- SALVATORE CAPUTO E ... SICINDUSTRIA
Salvatore Caputo ha compreso chiaramente questo collegamento osmotico ed ha dato vita a realizzazioni pittoriche che, pur rimanendo fedeli al suo operare di un sognante surreale, ha rappresentato monumenti siciliani di varie epoche, ricchi di storia, ambasciatori che giungono da epoche lontane, a narrarci del fervido operare di uomini che hanno dato concretezza ad una “sicilianità”che è intelligenza, intuizione, voglia di fare a dispetto di enormi difficoltà ambientali e storiche.
Nell’osservare “tramonto sul sacrario dei caduti di Catania, si rimane, per un attimo, sospesi tra ricordi dolorosi ed intima nostalgia nel ricordo commosso di uomini che alla propria patria hanno donato il bene più prezioso, la vita, fondando sul loro sacrificio l’avvenire di una Terra a volte “amara”, ma sempre amata nel ricordo di una realtà felice.
Osservando le copertine di “Sicindustria”, ha inizio un percorso di “conoscenze” storiche, ammiriamo infatti, l’elimo tempio di Segesta, solitario santuario di divinità mendaci che il sole del tramonto “dipinge” di rosa, il tufo poroso delle possenti colonne, abbandona il caldo colore naturale, per salutare un altro giorno che va ad aggiungersi ai millenni di quelle splendide vestigia.
Il “Duomo di Monreale”riconduce ad una Sicilia normanna, ad una età felice quando l’Isola fu prospera di iniziative culturali e mercantili, una severità costruttiva che contrastava apertamente con un tenore di vita ereditato dal mondo arabo, spiritualmente estremo, umanamente ludico.
Le grezze superfici murarie del Duomo di Monreale occultano uno scrigno di infinite bellezze, uno sfarzo di ori, di turchesi e di marmi preziosi che Caputo non ignora, ma che privilegia uno allo sfarzo, la semplicità di linee architettoniche che nella semplicità delle volumetrie trovano l’orgoglio costruttivo di aver creato un capolavoro che la semplicità non offusca, anzi nobilita e impone al mondo ammirato.

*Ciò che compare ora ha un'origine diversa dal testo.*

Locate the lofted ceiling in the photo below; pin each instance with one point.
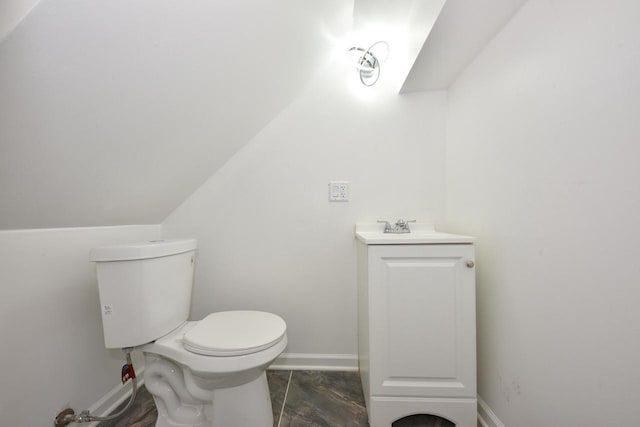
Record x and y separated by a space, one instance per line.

Il “Teatro di Taormina”, scenografia irripetibile immaginata e realizzata per bellezza da Greci e Romani che, nel tempo ha immortalato le “tragedie” di ogni epoca su un fondale che toglie il fiato incomparabile per bellezza incomparabile e per l’ammonitore cono dell’Etna che, a breve distanza, si staglia in un cielo di azzurro cheto “popolato” da una leggiadra nube che adombra il “burbero” ammonire del gigante che riposa le possenti membra sempre pronte a lanciarsi in laceranti ire, messaggere di morte e sicura distruzione.